Dunleavy’s perspective comes from working within the system, as a teacher, school administrator and school board member. Along the way, he’s built up strong views on how education should be delivered.

Dunleavy also laid out his plans during recent debates. He wants to require that all third-graders read at grade level, all ninth-graders learn algebra, and all career and technical students reach higher standards.

“We have to reallocate resources to make sure we’re focused on those three core areas,” Dunleavy said. “If we do that, you’re going to see our scores go up, and you’re going to see kids have more of an opportunity.”

Dunleavy supports allowing more rural students to attend regional high schools. He said he wants to expand students’ options, and doesn’t want to close schools in villages.

“It’s to enhance, not to take away,” Dunleavy said.

It’s not clear how he would pay for his proposals while also cutting the state budget overall. When he chaired the Senate subcommittee that proposes education funding, Dunleavy proposed eliminating all state funding for pre-K. He also backed cuts to other state funding for programs that prepare young children for school, such as Head Start.

In an emailed response to questions about these proposals, Dunleavy said of his approach to cuts: “Government needs to be managed better. As governor, I will find efficiencies and eliminate duplication and waste, focusing on results, not inputs.”

In contrast, Begich wants to provide universal pre-K.

“There’s no question early education is the best investment we can make,” he said.

Dunleavy has supported a constitutional amendment to allow public money to go to private or religious education, though he said in August he wasn’t planning to push the amendment now.

When he was on the Matanuska-Susitna School Board, Dunleavy supported expanding support for home schooling. He hasn’t focused on that in his campaign for governor.

Begich opposes vouchers, saying that public education is a foundation for communities and the economy.

Kenny Gallahorn has known Dunleavy for more than 20 years, since Dunleavy started teaching in Kotzebue schools. Gallahorn’s a former member of both the Kotzebue and state school boards.

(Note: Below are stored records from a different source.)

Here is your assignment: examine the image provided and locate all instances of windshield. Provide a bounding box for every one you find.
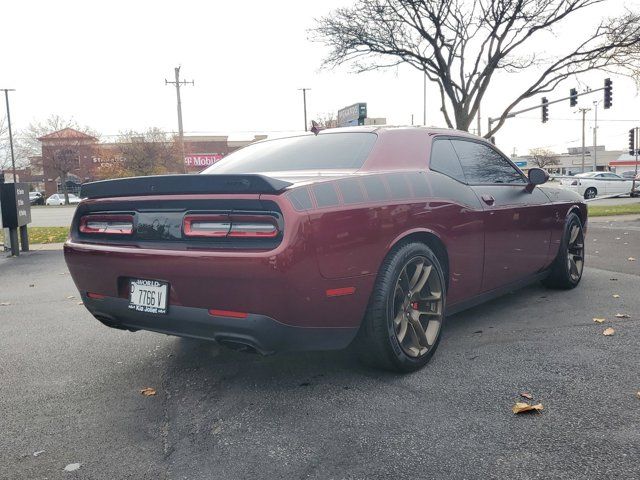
[202,132,377,174]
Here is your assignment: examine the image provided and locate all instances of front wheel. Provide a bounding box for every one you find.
[584,187,597,199]
[354,242,446,372]
[543,213,585,289]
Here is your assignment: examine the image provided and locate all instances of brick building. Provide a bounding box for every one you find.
[36,128,265,196]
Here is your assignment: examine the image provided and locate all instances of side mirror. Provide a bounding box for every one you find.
[527,168,549,187]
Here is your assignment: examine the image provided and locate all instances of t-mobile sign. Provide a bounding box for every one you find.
[184,154,224,168]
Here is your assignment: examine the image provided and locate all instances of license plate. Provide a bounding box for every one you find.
[128,279,169,314]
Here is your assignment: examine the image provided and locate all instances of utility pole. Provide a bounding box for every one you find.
[593,106,597,171]
[165,66,194,173]
[298,88,310,131]
[1,89,17,182]
[578,107,591,174]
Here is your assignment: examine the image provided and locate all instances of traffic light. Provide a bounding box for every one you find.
[629,129,636,156]
[541,97,549,123]
[569,88,578,107]
[604,78,613,109]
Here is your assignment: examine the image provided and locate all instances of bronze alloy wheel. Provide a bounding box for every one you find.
[566,223,584,282]
[391,256,444,358]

He is a big supporter of regional schools.

Gallahorn said he trusts Dunleavy more than Begich on handling rural education issues.

“As a state, we pump a lot of money into education and we’re not getting very much bang for our buck, honestly,” he said. “The results shown by our test results and many other indicators, actually, are not well.”

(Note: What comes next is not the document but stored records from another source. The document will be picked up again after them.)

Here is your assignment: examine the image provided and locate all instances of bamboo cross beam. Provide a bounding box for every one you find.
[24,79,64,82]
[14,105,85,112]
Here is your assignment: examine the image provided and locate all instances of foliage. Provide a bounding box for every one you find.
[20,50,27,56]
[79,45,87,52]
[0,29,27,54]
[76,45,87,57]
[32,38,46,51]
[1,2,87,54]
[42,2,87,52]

Others who’ve worked with Dunleavy have a different impression.

Susan Crane was the local teachers union president when Dunleavy was superintendent for the Northwest Arctic School District. She said he had a top-down leadership style and predicts that will cause problems when dealing with the Legislature.

“If he’s anything like he was as a principal, or  even when he was working over in the district office and working with teachers, he’s not going to listen to the people, he’s going to have his own way of doing things and he’s going to try to control us, control decisions based on what he wants, rather than what the people want,” she said.

Bethany Marcum disagreed with Crane’s assessment of Dunleavy. She worked for him on education issues as a legislative aide, and she said he treated his staff with respect.

“We had a team structure, whereby we all had open access to him,” she said. “We were able to engage with him at any given time of day.”

Begich’s career hasn’t had the same focus on education as Dunleavy’s. But he’s still impressed some who’ve worked with him.

Carol Comeau worked with Begich as superintendent of Anchorage schools when Begich was the municipality’s mayor. She said Begich was a leader on education issues even when it wasn’t a central responsibility for him as mayor.

“When he’d go to Juneau to lobby for the city of Anchorage, he also was very much willing to support our requests and our needs,” Comeau said.

There’s a third candidate running for governor: Libertarian Billy Toien. He said the government shouldn’t play a role in education. And he doesn’t think students should be required to go to school.